Stokes, who was England’s 2019 World Cup hero, won dramatically, on Tuesday for publishing details about his personal life and family. The 28-year-old said the newspaper article, which has serious inaccuracies, deals with deeply personal and traumatic events that affected his New Zealand-based family more than 30 years ago.
The executive chairman of England and Wales Cricket (ECB), Tom Harrison, has said that Ben Stokes has all the support of the whole sport and the country.
We, like the sporting world in general, are disgusted and horrified by the actions taken to reveal the tragic events of Ben’s past, Harrison said, quoting Harrison in an ECB statement.
We are saddened that an intrusion of this magnitude was deemed necessary to sell newspapers or secure clicks.

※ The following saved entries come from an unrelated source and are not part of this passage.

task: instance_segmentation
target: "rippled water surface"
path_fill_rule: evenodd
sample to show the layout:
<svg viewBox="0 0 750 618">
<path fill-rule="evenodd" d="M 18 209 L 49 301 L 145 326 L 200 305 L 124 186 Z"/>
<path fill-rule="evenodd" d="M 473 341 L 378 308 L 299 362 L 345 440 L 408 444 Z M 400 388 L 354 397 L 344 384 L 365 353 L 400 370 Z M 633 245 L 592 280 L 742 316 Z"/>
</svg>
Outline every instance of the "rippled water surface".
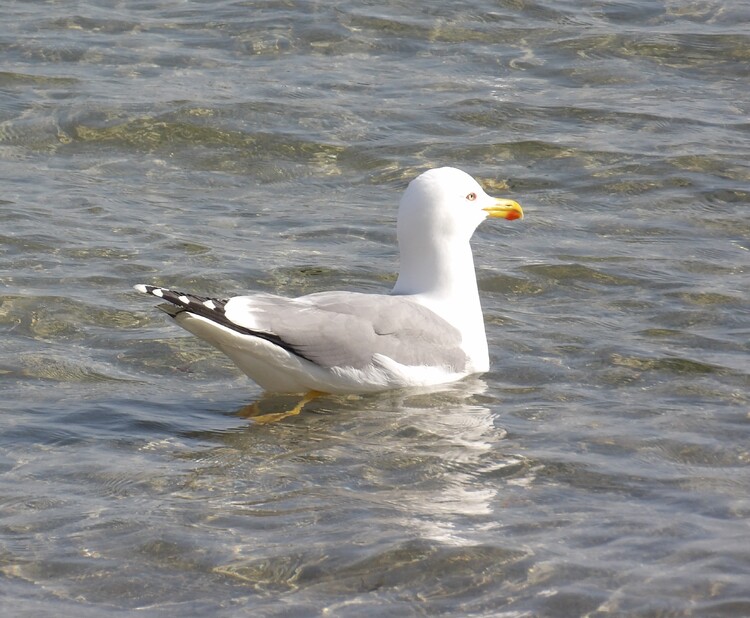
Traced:
<svg viewBox="0 0 750 618">
<path fill-rule="evenodd" d="M 750 615 L 749 21 L 5 3 L 2 615 Z M 527 215 L 481 377 L 254 424 L 131 290 L 387 290 L 438 165 Z"/>
</svg>

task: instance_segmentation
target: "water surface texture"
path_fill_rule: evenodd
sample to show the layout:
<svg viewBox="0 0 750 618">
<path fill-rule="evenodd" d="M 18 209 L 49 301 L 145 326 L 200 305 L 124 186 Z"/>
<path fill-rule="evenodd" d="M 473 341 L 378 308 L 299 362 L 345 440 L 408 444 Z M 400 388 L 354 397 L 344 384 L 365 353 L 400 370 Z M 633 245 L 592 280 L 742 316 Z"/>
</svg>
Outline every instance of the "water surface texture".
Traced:
<svg viewBox="0 0 750 618">
<path fill-rule="evenodd" d="M 749 22 L 5 3 L 0 613 L 750 615 Z M 131 289 L 387 290 L 439 165 L 526 211 L 474 239 L 483 376 L 259 425 Z"/>
</svg>

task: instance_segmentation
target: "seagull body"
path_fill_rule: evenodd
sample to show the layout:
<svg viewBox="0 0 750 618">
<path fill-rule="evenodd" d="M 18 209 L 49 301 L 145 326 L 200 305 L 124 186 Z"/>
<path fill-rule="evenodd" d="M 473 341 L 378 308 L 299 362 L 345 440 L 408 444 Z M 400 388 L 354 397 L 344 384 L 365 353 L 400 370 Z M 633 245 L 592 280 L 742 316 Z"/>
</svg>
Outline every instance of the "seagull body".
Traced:
<svg viewBox="0 0 750 618">
<path fill-rule="evenodd" d="M 166 313 L 267 392 L 368 393 L 454 382 L 489 369 L 469 241 L 487 217 L 518 219 L 455 168 L 415 178 L 399 206 L 400 270 L 390 294 L 205 298 L 151 285 Z"/>
</svg>

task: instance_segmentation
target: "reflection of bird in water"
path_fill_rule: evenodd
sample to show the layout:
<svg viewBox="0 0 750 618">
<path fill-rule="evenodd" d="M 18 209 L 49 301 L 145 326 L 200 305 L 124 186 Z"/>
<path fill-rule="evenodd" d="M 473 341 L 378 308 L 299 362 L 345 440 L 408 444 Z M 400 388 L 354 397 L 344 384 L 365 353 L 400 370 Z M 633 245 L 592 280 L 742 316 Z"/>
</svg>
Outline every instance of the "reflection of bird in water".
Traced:
<svg viewBox="0 0 750 618">
<path fill-rule="evenodd" d="M 224 352 L 268 392 L 369 393 L 455 382 L 489 356 L 469 241 L 487 217 L 518 219 L 512 200 L 440 168 L 413 180 L 398 217 L 400 272 L 390 294 L 320 292 L 228 300 L 151 285 L 175 321 Z"/>
<path fill-rule="evenodd" d="M 274 433 L 273 443 L 279 446 L 289 432 L 296 442 L 293 457 L 306 462 L 305 471 L 287 468 L 291 455 L 286 452 L 269 463 L 282 465 L 286 474 L 315 478 L 319 462 L 328 462 L 340 470 L 345 485 L 367 488 L 350 498 L 377 511 L 379 525 L 402 528 L 410 538 L 471 544 L 497 523 L 503 479 L 515 482 L 528 474 L 525 459 L 504 446 L 506 432 L 497 425 L 496 412 L 482 405 L 486 390 L 482 379 L 468 378 L 365 398 L 321 399 L 311 405 L 319 414 Z M 326 414 L 342 409 L 346 414 Z M 341 419 L 348 419 L 343 428 Z M 308 443 L 308 423 L 314 423 L 314 443 Z M 300 444 L 301 431 L 305 438 Z M 344 462 L 352 459 L 357 464 L 350 468 Z"/>
<path fill-rule="evenodd" d="M 389 487 L 373 498 L 398 505 L 400 525 L 419 538 L 448 545 L 481 542 L 496 524 L 503 487 L 498 479 L 527 467 L 523 457 L 503 448 L 506 431 L 496 425 L 496 414 L 473 401 L 486 389 L 474 378 L 425 394 L 390 394 L 399 429 L 381 444 L 381 457 L 396 464 L 369 470 L 373 483 Z"/>
</svg>

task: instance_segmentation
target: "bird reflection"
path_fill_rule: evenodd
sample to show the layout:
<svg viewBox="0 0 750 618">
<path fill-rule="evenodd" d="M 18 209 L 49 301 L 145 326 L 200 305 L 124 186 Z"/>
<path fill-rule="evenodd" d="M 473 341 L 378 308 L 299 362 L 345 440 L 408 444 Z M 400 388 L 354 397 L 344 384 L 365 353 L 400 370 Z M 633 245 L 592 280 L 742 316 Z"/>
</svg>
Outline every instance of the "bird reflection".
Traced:
<svg viewBox="0 0 750 618">
<path fill-rule="evenodd" d="M 276 447 L 255 474 L 343 484 L 355 488 L 347 501 L 390 513 L 389 525 L 442 543 L 471 543 L 473 532 L 494 525 L 502 487 L 495 479 L 524 467 L 521 457 L 505 452 L 498 404 L 486 391 L 473 378 L 375 396 L 324 395 L 297 416 L 273 419 L 278 422 L 250 417 L 242 440 L 251 449 L 269 441 Z M 288 403 L 274 397 L 267 405 Z M 236 414 L 247 418 L 247 407 Z M 338 466 L 336 478 L 330 465 Z"/>
</svg>

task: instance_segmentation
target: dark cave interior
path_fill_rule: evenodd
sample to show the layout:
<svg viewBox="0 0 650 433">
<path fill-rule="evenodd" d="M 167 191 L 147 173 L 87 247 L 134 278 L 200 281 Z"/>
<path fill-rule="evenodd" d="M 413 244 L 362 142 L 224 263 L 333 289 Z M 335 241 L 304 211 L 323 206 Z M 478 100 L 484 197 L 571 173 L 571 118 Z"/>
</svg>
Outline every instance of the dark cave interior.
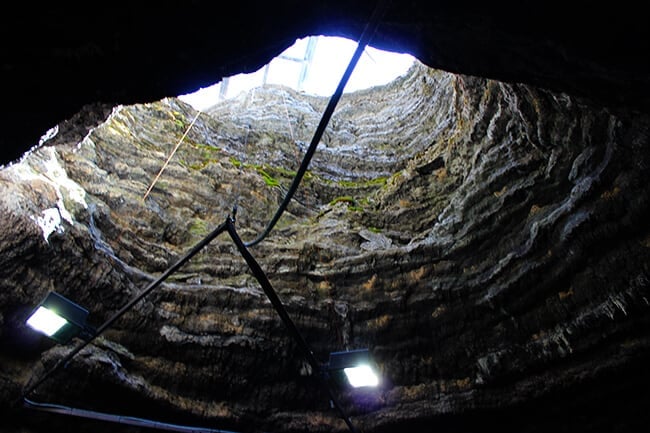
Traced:
<svg viewBox="0 0 650 433">
<path fill-rule="evenodd" d="M 308 35 L 357 40 L 375 2 L 18 4 L 4 14 L 3 161 L 87 104 L 151 102 L 252 72 Z M 650 106 L 648 28 L 634 7 L 393 2 L 372 46 L 441 70 L 611 105 Z M 225 18 L 227 16 L 227 18 Z"/>
<path fill-rule="evenodd" d="M 242 1 L 228 7 L 205 1 L 163 1 L 155 6 L 113 2 L 104 10 L 80 5 L 47 4 L 38 9 L 16 5 L 4 14 L 0 28 L 3 40 L 8 41 L 2 58 L 5 103 L 0 114 L 4 125 L 1 163 L 17 161 L 53 125 L 67 125 L 71 136 L 78 138 L 103 122 L 114 105 L 155 102 L 192 92 L 223 77 L 257 70 L 298 38 L 322 34 L 356 40 L 375 5 L 370 0 Z M 642 9 L 637 4 L 626 8 L 622 4 L 581 3 L 568 9 L 556 2 L 474 6 L 393 1 L 371 45 L 408 52 L 434 69 L 562 92 L 604 111 L 624 110 L 642 117 L 650 110 L 650 28 Z M 646 141 L 638 144 L 639 152 L 648 153 L 647 133 L 640 135 Z M 647 169 L 641 167 L 635 173 L 642 176 Z M 639 202 L 643 200 L 639 198 Z M 639 213 L 647 212 L 647 206 L 641 208 L 645 210 Z M 647 243 L 647 227 L 622 233 L 626 239 Z M 606 243 L 598 245 L 607 248 Z M 570 248 L 565 251 L 570 252 Z M 571 266 L 598 266 L 596 259 L 584 254 Z M 600 251 L 593 254 L 596 257 Z M 642 258 L 638 260 L 630 268 L 645 266 L 639 264 Z M 372 431 L 429 431 L 431 426 L 446 432 L 642 431 L 649 420 L 650 402 L 646 368 L 650 337 L 644 329 L 644 313 L 647 311 L 642 311 L 635 327 L 616 331 L 625 335 L 602 331 L 616 344 L 619 338 L 623 342 L 645 342 L 645 346 L 638 344 L 643 347 L 625 360 L 623 369 L 616 367 L 620 353 L 612 349 L 612 364 L 598 366 L 593 375 L 597 380 L 565 390 L 557 387 L 542 397 L 512 405 L 508 405 L 507 383 L 501 392 L 497 381 L 491 383 L 493 394 L 473 400 L 468 391 L 467 406 L 450 407 L 448 413 L 427 413 L 404 404 L 400 417 L 390 419 L 387 415 Z M 3 319 L 14 320 L 7 313 Z M 25 350 L 25 346 L 12 345 L 11 340 L 10 332 L 3 331 L 4 348 Z M 43 346 L 42 342 L 34 344 Z M 45 346 L 43 350 L 50 347 Z M 27 361 L 34 362 L 33 347 L 25 353 Z M 581 353 L 584 359 L 576 363 L 588 365 L 589 355 L 588 351 Z M 13 359 L 17 363 L 26 361 L 20 354 Z M 548 374 L 553 372 L 548 365 L 540 367 L 544 369 Z M 504 375 L 499 380 L 507 382 L 507 378 Z M 106 389 L 110 390 L 110 385 Z M 606 398 L 603 389 L 607 390 Z M 522 394 L 526 392 L 521 390 Z M 116 398 L 128 401 L 130 397 L 116 389 L 115 395 L 109 392 L 97 401 L 110 406 Z M 503 410 L 495 410 L 490 399 L 503 404 Z M 133 404 L 138 405 L 137 413 L 142 416 L 161 417 L 160 406 L 146 408 L 138 395 L 133 396 Z M 49 431 L 116 428 L 35 412 L 16 415 L 11 408 L 2 412 L 8 413 L 7 431 L 40 432 L 48 424 Z M 196 424 L 193 415 L 173 413 L 170 418 L 179 422 L 184 416 L 188 424 Z M 247 422 L 231 418 L 220 426 L 256 431 L 257 426 Z M 287 426 L 287 431 L 303 428 L 296 424 Z M 119 431 L 147 430 L 121 427 Z"/>
</svg>

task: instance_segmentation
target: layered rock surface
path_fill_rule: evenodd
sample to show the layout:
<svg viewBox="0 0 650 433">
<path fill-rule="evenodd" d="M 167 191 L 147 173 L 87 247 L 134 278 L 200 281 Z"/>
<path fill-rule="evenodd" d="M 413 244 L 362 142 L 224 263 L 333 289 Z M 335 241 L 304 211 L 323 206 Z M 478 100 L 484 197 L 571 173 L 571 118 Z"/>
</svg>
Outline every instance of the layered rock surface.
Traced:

Ben’s exploits in Lord’s and Headingley cemented his place in cricket history this summer. We are sure that the whole sport and the country are behind it in support.
Previously, England and Manchester United footballer Marcus Rashford also supported Stokes and tweeted: Disappointing to see this. Ben Stokes has been a great sportsman this summer. He and his family deserve better.
In a statement on Twitter, Stokes said, The decision to post these details has serious and lifelong consequences for my particular mother, he said.
The multifaceted Durham and England added: Using my name as an excuse to shatter private and private life of, in particular, my parents are completely disgusting. It is difficult to find words that adequately describe such low and despicable behavior, disguised as journalism.
On Saturday, the Sun sent a reporter to my parents’ house in New Zealand to question them, out of nowhere, about this incredibly annoying subject. If that wasn’t bad enough, the Sun thinks it’s acceptable to sensationalize our tragedy for its cover. This is the lowest form of journalism, focused only on chasing sales without taking into account the devastation caused in lives as a result. It’s totally out of order.
However, a newspaper spokesman said the story told with the cooperation of a family member who provided details, provided photographs and posed for photos.
The Sun has great admiration for Ben Stokes, and we are delighted to celebrate his sporting heroics this summer. He contacted before publication and at no point did he or his representatives ask us not to publish the story, the spokesman said.